XML to data frame with missing nodes

900 views Asked by At

Versions of this question have been asked before, as here and here. However, I still can't get it to work. I'm trying to parse an XML document into a data frame. The problem is that the some of the variables are not present for some of the observations, so I'm getting an error because there are a different number of rows. My data looks like this:

library("xml2")
library("dplyr")

example <- read_xml(
'
<particDesc>
<person role="participant" sameAs="#P484" xml:id="EDcon250_S1">
<age value="3">35-49</age>
<sex value="1">male</sex>
<occupation>waiter</occupation>
<langKnowledge>
<langKnown level="L1" tag="ita"/>
</langKnowledge>
</person>
<person role="participant" sameAs="#P485" xml:id="EDcon250_S7">
<age value="0">unknown</age>
<sex value="2">female</sex>
<occupation>waitress</occupation>
<langKnowledge>
<langKnown level="L1" tag="ger-AT"/>
</langKnowledge>
</person>
<person role="participant" sameAs="#P465" xml:id="EDcon250_S2">
<age value="2">25-34</age>
<sex value="2">female</sex>
<langKnowledge>
<langKnown level="L1" tag="ger-AT"/>
<langKnown level="L1" tag="eng-US"/>
</langKnowledge>
</person>
</particDesc>
')

I'm using Wickham's xml2 package to read the xml. I would prefer using this package, but would be open to using XML if that is the best (or only) way of solving this problem. Anyways, my code is the following:

participants <- xml_find_all(example, './/person[@role = "participant"]')

extract_participants <- function(div){
id <- xml_attr(div, "id")
same_as <- xml_attr(div, "sameAs")
role <- xml_attr(div, "role")
age <- xml_find_all(div, ".//age") %>% xml_text()
sex <- xml_find_all(div, ".//sex") %>% xml_text()
occupation <- xml_find_all(div, ".//occupation") %>% xml_text()

data_frame(id, same_as,role, age, sex, occupation)
}


parts_ls <- lapply(participants, extract_participants)

participants_df <- do.call(rbind, parts_ls)

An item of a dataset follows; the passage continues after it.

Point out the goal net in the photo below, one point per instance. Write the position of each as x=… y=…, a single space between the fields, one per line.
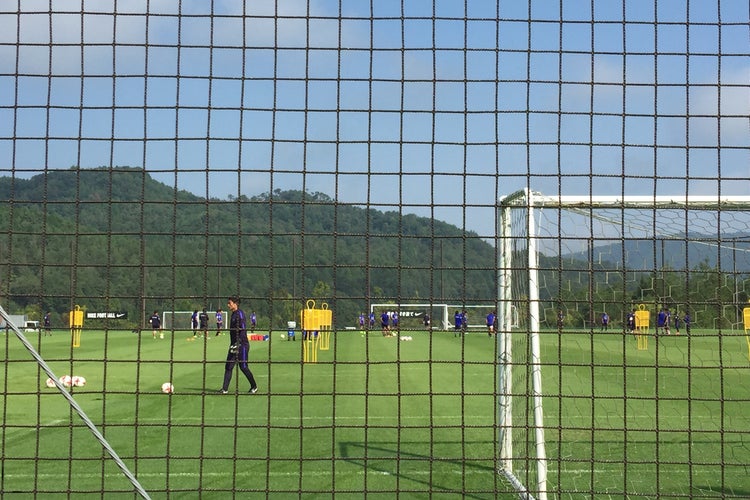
x=584 y=264
x=179 y=320
x=441 y=316
x=170 y=155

The problem in this specific concerns the occupation variable (the third person doesn't have one), but in my actual data it could be one of the other variables as well. As I said, I can see that this question has been asked before, but I could get any of the suggestions to work (probably due to my not completing understanding the solution). Ultimately, I would like NAs to be returned whenever a particular node is missing (so the occupation variable for the third person would be NA.

On edit: Here's the alternative XML version

library("XML")
library("magrittr")

example2 <- xmlParse(
'
 <particDesc>
 <person role="participant" sameAs="#P484" xml:id="EDcon250_S1">
 <age value="3">35-49</age>
 <sex value="1">male</sex>
 <occupation>waiter</occupation>
 <langKnowledge>
 <langKnown level="L1" tag="ita"/>
 </langKnowledge>
 </person>
 <person role="participant" sameAs="#P485" xml:id="EDcon250_S7">
 <age value="0">unknown</age>
 <sex value="2">female</sex>
 <occupation>waitress</occupation>
 <langKnowledge>
 <langKnown level="L1" tag="ger-AT"/>
 </langKnowledge>
 </person>
 <person role="participant" sameAs="#P465" xml:id="EDcon250_S2">
 <age value="2">25-34</age>
 <sex value="2">female</sex>
 <langKnowledge>
 <langKnown level="L1" tag="ger-AT"/>
 <langKnown level="L1" tag="eng-US"/>
 </langKnowledge>
 </person>
 </particDesc>
')

example_root <- xmlRoot(example2) 

process <- function(x){
id <- xmlGetAttr(x, "id")
role <- xmlGetAttr(x, "role")
age <- getNodeSet(x, ".//age") %>% xmlSApply(xmlValue)
sex <- getNodeSet(x, ".//sex") %>% xmlSApply(xmlValue)
#occupation <- getNodeSet(x, ".//occupation") %>% xmlSApply(xmlValue)
data.frame(id = id,
           role = role,
           #occupation = occupation,
           age = age,
           sex = sex,
           stringsAsFactors = FALSE)
}


 ls <- xpathApply(example_root, "//person", process)
 df <- do.call(rbind, ls)

Just uncomment occupation to see the problem.

1

There are 1 answers

0
JoeF On BEST ANSWER

I got something to work, but I'm not sure whether it is an ideal solution (I think it is pretty long-winded). Anyways, here is what I have so far. Suggestions for improvement are welcome.

library("XML")
library("magrittr")

example2 <- xmlParse(
'
<particDesc>
<person role="participant" sameAs="#P484" xml:id="EDcon250_S1">
<age value="3">35-49</age>
<sex value="1">male</sex>
<occupation>waiter</occupation>
<langKnowledge>
<langKnown level="L1" tag="ita"/>
</langKnowledge>
</person>
<person role="participant" sameAs="#P485" xml:id="EDcon250_S7">
<age value="0">unknown</age>
<sex value="2">female</sex>
<occupation>waitress</occupation>
<langKnowledge>
<langKnown level="L1" tag="ger-AT"/>
</langKnowledge>
</person>
<person role="participant" sameAs="#P465" xml:id="EDcon250_S2">
<age value="2">25-34</age>
<sex value="2">female</sex>
<langKnowledge>
<langKnown level="L1" tag="ger-AT"/>
<langKnown level="L1" tag="eng-US"/>
</langKnowledge>
</person>
</particDesc>
')

example_root <- xmlRoot(example2) 
person <- getNodeSet(example_root, "//person")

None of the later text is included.